Я смотрю на него, ошеломлённая.
– Вы думаете, я пытаюсь вас мучить?
– Я бы уволил свою юридическую фирму за согласие на это, если бы уже не сделал этого.
– Это не пытка, – говорю я. – Это реальность.
Глава 4
Прохор
Одно из самых изощрённых наказаний, придуманных чудовищами, управлявшими немецкими лагерями, заключалось в том, чтобы заставить заключённого днями напролёт копать огромную яму. А когда несчастный заканчивал, создав идеальную, глубокую яму, его заставляли засыпать её землёй.
Это было ужасное наказание, потому что нет ничего более отвратительного для человеческой души, чем напрасный труд, растраченное время. Время – самый драгоценный ресурс.
Очевидно, именно этот принцип имели в виду Демьянов и его адвокаты, разрабатывая это. Без сомнения, они из кожи вон лезли, чтобы создать программу, которая была бы максимально раздражающе бесполезной. Боже, я прямо вижу, как они хохочут, потягивая скотч.

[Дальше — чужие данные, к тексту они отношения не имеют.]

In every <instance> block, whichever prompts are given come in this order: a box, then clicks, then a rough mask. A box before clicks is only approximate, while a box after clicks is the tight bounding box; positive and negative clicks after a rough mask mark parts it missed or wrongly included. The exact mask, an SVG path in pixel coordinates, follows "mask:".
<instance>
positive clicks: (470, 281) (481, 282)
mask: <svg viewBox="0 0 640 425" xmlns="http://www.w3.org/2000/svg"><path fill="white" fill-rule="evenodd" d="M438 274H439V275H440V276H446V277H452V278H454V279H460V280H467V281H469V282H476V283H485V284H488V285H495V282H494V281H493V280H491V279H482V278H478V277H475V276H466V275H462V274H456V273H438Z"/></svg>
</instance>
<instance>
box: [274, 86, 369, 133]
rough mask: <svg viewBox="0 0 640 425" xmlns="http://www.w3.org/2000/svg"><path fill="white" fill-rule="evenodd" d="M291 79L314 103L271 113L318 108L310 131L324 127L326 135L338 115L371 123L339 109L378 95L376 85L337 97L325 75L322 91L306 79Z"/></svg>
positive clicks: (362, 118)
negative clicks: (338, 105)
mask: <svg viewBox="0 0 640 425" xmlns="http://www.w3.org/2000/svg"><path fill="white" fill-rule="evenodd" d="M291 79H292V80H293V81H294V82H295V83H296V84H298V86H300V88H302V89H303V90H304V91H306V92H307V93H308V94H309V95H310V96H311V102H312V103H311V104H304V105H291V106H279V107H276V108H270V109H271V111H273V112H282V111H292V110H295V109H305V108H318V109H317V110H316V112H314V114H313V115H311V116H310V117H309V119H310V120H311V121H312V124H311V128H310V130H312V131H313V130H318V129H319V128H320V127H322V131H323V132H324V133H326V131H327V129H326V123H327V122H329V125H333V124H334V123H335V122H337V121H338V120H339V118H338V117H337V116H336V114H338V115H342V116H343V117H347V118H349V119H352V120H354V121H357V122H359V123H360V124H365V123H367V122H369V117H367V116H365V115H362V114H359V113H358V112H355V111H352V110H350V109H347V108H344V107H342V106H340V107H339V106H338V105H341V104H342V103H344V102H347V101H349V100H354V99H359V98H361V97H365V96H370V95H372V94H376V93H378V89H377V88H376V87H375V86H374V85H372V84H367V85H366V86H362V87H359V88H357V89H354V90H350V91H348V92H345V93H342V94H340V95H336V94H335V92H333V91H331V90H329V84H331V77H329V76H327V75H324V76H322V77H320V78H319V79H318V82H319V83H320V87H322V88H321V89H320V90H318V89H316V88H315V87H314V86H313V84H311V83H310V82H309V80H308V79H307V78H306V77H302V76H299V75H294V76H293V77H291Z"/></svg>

Анна смотрит на меня пустым взглядом и продолжает что-то лепетать про 2-ю Строительную. Да, я знаю этот адрес – он станет частью проекта сквера «Стерео».
– Что-то смешное? – спрашивает она.
– Ничуть, – отвечаю я. Надо отдать им должное – видео почти невыносимо.
Но они допустили одну огромную ошибку: её.
Моя предыдущая наставница была угрюмой старухой, острой, как циркулярная пила, но Анна – горяча, особенно если снять с неё этот нелепый, явно фальшивый костюм почтальона, что я с удовольствием бы сделал.
И что за наряд был вчера? Этот галстук-бабочка – часть представления? Или она и правда так одевается? Она что, наставник начального уровня? Горячая деревенская мышка, прошедшая пару семинаров? Я изучаю её глаза, пока она говорит что-то про крышу, про какие-то цветы на крыше.
Её глаза – армейский зелёный. Технически, это тусклый цвет, по крайней мере, в ткани, но в её глазах он поразительно красив. Её волосы цвета ирисок стянуты с одной стороны простой золотой заколкой, позволяя им струиться по плечам, словно тихий водопад. Она правда красива, но ненавязчиво.
Это часть пытки?
Она продолжает говорить, но я не утруждаю себя слушать, хотя и играю роль внимательного слушателя.
Она не замолкает про этих людей. Неужели она заранее посмотрела все видео и так разгорячилась? Она кажется почти страстной в своей защите их бедственного положения, словно какая-то Вера Фигнер, которая посвятила жизнь борьбе за социальную справедливость. Эта страсть придаёт ей особую искру… в ней есть какая-то живость.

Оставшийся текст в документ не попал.